Dans le Jura, la route RD38E1 ferme chaque nuit du 12 mars au 11 avril 2025, de 18h à 6h, pour un motif étonnant : protéger des milliers de crapauds, grenouilles et tritons lors de leur migration reproductive. « Une maternité naturelle à préserver à tout prix », justifient les autorités, évoquant les deux étangs vitaux situés de part et d’autre de ce tronçon stratégique. Un itinéraire de déviation a été aménagé pour éviter l’hécatombe annuelle sur cette portion, tandis que scientifiques et écologistes saluent une initiative rare en France.
Une décision radicale pour protéger les amphibiens
Depuis le 12 mars 2025, la route départementale RD38E1, reliant Vincent-Froideville à Commenailles dans le Jura, est fermée chaque nuit de 18h à 6h. Objectif : protéger la migration annuelle de milliers de crapauds, grenouilles, tritons et salamandres vers leurs zones de reproduction. Ce tronçon, coincé entre deux étangs classés « zones humides majeures », sert de couloir vital pour ces espèces, dont la survie est menacée par le trafic routier.
La préfecture justifie cette mesure inédite jusqu’au 11 avril par le rôle écologique crucial de ces batraciens. « Ces étangs sont des maternités naturelles », explique un responsable, soulignant que chaque écrasement perturbe la chaîne alimentaire et fragilise des populations déjà en déclin. Un itinéraire de déviation a été activé, mais les autorités rappellent : « Priorité à la biodiversité, même si ça dérange ».

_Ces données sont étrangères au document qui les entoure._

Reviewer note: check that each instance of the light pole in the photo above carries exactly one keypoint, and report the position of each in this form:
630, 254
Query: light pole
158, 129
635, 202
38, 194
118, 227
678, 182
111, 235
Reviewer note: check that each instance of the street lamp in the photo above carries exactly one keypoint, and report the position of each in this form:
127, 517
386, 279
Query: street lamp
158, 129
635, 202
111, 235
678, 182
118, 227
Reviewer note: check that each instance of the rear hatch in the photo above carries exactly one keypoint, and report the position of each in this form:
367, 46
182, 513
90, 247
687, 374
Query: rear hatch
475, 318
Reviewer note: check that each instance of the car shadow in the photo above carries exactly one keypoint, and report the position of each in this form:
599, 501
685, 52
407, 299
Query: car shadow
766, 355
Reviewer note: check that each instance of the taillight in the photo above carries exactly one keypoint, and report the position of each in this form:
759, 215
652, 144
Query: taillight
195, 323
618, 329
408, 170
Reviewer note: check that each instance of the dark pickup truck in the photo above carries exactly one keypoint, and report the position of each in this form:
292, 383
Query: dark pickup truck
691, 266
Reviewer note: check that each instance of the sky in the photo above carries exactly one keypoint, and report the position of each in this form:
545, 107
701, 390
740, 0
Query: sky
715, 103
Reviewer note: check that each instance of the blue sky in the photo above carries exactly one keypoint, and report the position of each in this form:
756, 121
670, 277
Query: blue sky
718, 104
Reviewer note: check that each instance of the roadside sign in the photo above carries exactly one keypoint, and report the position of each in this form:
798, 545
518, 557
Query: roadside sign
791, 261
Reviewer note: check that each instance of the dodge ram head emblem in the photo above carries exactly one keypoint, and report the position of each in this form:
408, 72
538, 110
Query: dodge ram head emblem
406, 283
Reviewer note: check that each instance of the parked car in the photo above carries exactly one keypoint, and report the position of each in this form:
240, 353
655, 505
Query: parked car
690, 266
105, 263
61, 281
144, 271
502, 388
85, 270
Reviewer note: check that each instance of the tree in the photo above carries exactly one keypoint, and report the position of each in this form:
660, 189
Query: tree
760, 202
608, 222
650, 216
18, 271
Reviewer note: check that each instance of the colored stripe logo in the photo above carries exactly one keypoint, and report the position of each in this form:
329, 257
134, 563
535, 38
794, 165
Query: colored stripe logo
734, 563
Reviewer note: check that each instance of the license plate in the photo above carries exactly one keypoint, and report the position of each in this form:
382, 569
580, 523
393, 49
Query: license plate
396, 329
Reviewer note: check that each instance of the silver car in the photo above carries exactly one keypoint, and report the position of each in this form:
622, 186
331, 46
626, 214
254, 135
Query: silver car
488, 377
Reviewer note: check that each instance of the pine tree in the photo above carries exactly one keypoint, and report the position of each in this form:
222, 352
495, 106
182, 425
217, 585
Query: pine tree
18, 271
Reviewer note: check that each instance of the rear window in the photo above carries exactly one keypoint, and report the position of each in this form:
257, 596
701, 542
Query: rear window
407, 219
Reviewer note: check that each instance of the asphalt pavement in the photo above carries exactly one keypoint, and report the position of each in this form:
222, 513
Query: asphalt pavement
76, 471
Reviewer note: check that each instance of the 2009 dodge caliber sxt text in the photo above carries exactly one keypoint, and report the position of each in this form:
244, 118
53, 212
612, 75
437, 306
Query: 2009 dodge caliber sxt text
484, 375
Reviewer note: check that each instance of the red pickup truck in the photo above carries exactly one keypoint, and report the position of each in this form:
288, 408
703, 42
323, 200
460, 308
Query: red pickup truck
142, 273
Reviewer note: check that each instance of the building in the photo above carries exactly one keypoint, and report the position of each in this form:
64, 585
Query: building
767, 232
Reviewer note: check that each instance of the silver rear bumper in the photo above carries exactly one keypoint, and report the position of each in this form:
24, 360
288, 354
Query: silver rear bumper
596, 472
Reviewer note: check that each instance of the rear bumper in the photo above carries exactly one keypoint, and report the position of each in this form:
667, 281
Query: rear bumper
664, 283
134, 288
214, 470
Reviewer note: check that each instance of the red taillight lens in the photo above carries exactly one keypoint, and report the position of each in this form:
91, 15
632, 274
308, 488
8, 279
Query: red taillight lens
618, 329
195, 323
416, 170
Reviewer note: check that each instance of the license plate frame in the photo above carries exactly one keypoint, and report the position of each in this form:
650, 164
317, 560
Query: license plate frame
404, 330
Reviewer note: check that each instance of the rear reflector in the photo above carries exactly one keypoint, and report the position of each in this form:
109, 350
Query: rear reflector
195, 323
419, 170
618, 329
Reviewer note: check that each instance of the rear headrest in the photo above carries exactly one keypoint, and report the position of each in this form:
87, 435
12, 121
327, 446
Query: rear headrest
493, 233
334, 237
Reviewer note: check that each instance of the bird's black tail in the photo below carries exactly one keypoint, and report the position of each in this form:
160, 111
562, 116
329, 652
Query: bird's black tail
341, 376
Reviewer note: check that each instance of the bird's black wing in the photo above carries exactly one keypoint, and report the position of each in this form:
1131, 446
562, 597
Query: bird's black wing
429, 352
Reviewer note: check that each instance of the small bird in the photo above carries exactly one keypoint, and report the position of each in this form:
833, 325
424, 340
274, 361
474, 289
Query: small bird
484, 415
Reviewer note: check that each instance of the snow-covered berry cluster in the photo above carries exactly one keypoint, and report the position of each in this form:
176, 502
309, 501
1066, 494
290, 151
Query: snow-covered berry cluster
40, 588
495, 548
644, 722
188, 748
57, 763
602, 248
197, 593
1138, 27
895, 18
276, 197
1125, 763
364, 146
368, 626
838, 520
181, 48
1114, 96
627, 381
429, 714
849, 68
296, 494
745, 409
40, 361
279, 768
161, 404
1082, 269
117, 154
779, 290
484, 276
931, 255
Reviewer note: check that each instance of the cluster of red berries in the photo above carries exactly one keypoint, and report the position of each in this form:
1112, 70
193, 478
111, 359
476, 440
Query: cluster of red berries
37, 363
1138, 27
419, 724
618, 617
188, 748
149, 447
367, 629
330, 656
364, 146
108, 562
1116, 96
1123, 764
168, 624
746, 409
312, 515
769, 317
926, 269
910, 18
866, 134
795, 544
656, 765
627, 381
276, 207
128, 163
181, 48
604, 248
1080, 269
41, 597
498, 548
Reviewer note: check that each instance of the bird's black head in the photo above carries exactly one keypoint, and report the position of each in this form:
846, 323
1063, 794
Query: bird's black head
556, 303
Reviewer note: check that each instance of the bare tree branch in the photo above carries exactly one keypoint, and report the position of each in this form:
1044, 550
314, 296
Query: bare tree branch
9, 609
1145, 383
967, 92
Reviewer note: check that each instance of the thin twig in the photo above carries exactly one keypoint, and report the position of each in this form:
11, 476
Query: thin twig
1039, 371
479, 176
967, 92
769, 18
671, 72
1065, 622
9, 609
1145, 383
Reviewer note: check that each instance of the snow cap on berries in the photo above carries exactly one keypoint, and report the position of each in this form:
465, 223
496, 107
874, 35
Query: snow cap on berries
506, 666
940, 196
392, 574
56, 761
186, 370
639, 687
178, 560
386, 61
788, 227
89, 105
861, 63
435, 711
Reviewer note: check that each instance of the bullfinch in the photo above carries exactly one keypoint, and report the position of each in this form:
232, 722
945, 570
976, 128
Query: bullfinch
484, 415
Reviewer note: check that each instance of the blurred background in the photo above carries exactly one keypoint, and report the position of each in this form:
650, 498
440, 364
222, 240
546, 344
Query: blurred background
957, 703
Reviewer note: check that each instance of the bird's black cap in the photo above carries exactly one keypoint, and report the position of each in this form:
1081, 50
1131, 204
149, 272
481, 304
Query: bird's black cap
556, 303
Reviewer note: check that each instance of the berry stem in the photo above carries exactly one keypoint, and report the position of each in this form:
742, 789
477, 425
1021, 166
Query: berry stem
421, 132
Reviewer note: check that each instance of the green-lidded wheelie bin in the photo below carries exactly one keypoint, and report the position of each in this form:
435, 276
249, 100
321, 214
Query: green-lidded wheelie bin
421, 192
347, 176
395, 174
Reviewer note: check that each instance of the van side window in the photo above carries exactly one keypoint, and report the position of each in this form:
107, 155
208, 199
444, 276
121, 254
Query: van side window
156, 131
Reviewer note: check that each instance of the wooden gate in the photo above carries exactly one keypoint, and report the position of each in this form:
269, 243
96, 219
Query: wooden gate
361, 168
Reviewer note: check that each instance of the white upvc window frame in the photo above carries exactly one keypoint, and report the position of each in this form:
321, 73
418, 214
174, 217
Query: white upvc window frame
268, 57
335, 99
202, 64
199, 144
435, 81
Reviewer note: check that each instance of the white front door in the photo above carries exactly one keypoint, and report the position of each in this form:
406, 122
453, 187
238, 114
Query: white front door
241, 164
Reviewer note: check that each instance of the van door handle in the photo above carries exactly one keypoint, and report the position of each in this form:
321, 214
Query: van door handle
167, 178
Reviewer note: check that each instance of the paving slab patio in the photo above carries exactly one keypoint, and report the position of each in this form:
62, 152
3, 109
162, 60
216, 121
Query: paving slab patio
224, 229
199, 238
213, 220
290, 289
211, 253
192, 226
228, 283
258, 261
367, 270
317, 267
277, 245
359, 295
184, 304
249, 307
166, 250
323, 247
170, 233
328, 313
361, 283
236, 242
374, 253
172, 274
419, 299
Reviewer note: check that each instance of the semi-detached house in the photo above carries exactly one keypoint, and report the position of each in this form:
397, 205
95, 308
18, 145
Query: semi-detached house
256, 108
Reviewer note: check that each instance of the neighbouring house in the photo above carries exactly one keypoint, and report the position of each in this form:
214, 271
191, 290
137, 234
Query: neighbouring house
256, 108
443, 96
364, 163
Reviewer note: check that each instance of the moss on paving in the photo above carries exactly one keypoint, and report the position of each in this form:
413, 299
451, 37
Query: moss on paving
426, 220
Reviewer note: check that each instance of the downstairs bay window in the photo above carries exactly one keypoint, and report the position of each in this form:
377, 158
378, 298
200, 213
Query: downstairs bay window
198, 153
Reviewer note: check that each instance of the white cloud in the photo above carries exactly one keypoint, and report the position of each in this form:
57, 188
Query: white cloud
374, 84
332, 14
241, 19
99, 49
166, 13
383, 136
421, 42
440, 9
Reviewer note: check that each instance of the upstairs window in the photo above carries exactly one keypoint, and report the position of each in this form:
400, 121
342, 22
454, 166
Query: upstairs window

« Éviter un carnage » : le macabre constat derrière la fermeture
Selon la Fédération Départementale des Chasseurs du Jura, « sans cette fermeture nocturne, des centaines de batraciens seraient écrasés chaque nuit » sur ce tronçon de 500 mètres. Un chiffre qui s’inscrit dans un bilan européen alarmant : la mortalité routière est l’une des premières causes de disparition des amphibiens, dont les populations ont chuté de 50 % en vingt ans. « On parle d’espèces cruciales pour réguler les moustiques ou les limaces », rappelle un membre de la FDCJ.
Les écrasements massifs perturbent aussi la chaîne alimentaire, privant hérons ou hérissons de ressources. « En 2024, on a compté moins de 200 salamandres dans la zone, contre 800 il y a dix ans », déplore un naturaliste local. Un déclin directement lié au trafic, selon les experts, qui qualifient ces routes de « pièges écologiques » pour des animaux lentement adaptés à l’asphalte.
Détourner les voitures pour sauver des grenouilles : comment ça marche ?
Pour contourner la RD38E1 fermée, un itinéraire de déviation de 4 kilomètres a été balisé via les communes de Bréry et Picarreau. « Le trajet rallonge de 7 minutes en moyenne, mais c’est le prix à payer pour éviter l’hécatombe », explique la préfecture. Des panneaux lumineux et des agents informent les conducteurs depuis le 1er mars, tandis que les mairies concernées relaient l’info via leurs réseaux sociaux.
La fermeture est strictement appliquée : caméras mobiles et patrouilles surveillent le tronçon de nuit. « Les contrevenants risquent 135 euros d’amende », prévient la gendarmerie. Un dispositif renforcé le week-end, période où les migrations atteignent leur pic. « Même une voiture par heure peut tuer des dizaines d’amphibiens », insiste un responsable de la FDCJ, rappelant la lenteur des animaux.